= Diyogí Tsoh (Big Rug) =

Navajo rug by Julia Bah Joe and Lillie Joe Hill

Diyogí Tsoh (Big Rug) is a Diné (Navajo) rug woven by Julia Bah Joe, a Diné master weaver and her daughter, Lillie Joe Hill, and other members of the Joe family. It is held in the permanent collection of Affeldt Mion Museum in Winslow, Arizona. The intricately patterned rug is hand-spun and hand-dyed from wool produced on Navajo land, from the sheep of co-weaver Lillie Joe HIll and husband David Hill's flocks. The rug was formerly known as the Hubbell-Joe Rug. In 2023, a petition was started demanding Hubbell's name be removed from the weaving; it was signed by more than 1,500 people. In 2025, the rug was renamed Diyogí Tsoh by the Winslow Arts Trust (owners of the rug) to better reflect its history and to honor what the family has always called the rug.
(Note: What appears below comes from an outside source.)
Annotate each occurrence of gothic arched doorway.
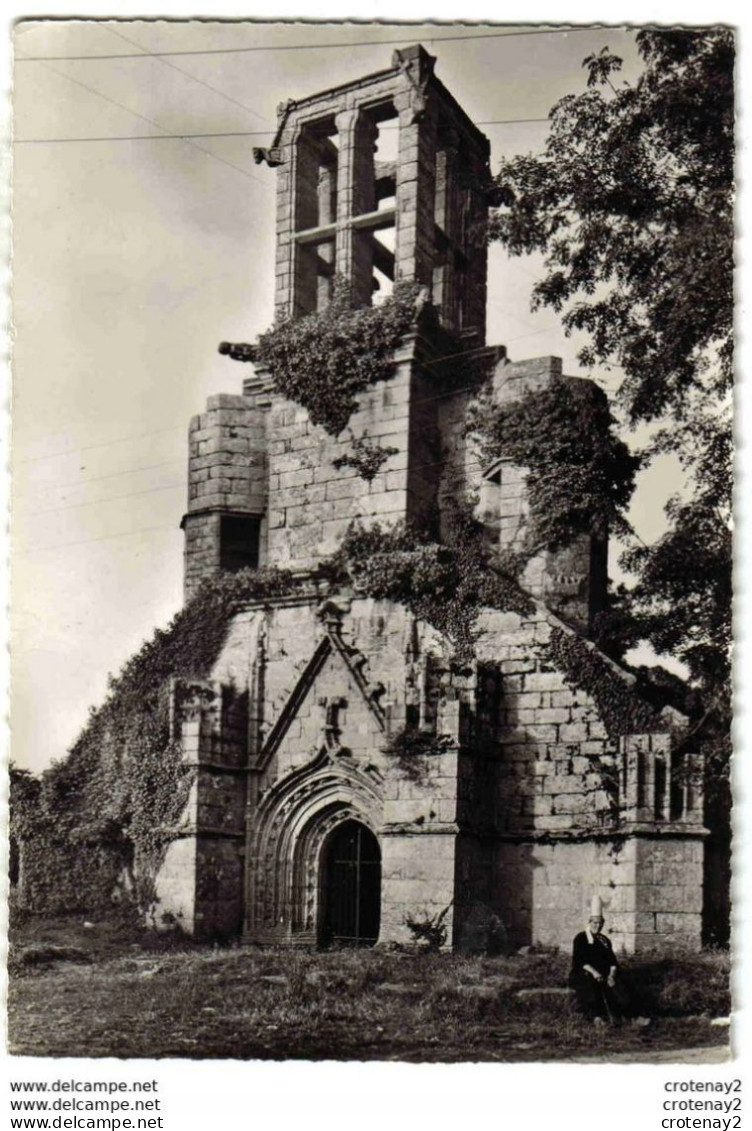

The weaving is 21 feet wide by 33 feet long, weighs 250 pounds and took five years to make, including preparing the wool, and weaving the masterwork.

==History==
Diyogí Tsoh means "Big Rug" in the Navajo language. The rug was woven in Greasewood, Arizona on the Navajo Nation by the master weaver Julia Bah Joe and daughter Lillie Joe Hill, along with other members of her family. The work involved in creating the rug included raising the sheep, shearing the sheep, carding the wool, dying the wool, spinning the yarn, setting up a custom built loom from plumbing pipes, and weaving the rug. The rug was commissioned by Lorenzo Hubbell Jr. in 1932 who intended the rug to attract tourists to his trading post during the Depression era. There is no accurate documentation on what the family was paid to create the rug. According to the great granddaughters, the family was given open trade at Hubbell trading posts, all needed supplies, along with cash. In a 1965 Arizona Republic newspaper article, in regards to the question of pay, weaver Julia Joe was quoted, "A box of money. Just money. I do not know how much we got for the rug. Lorenzo gave us a box of money."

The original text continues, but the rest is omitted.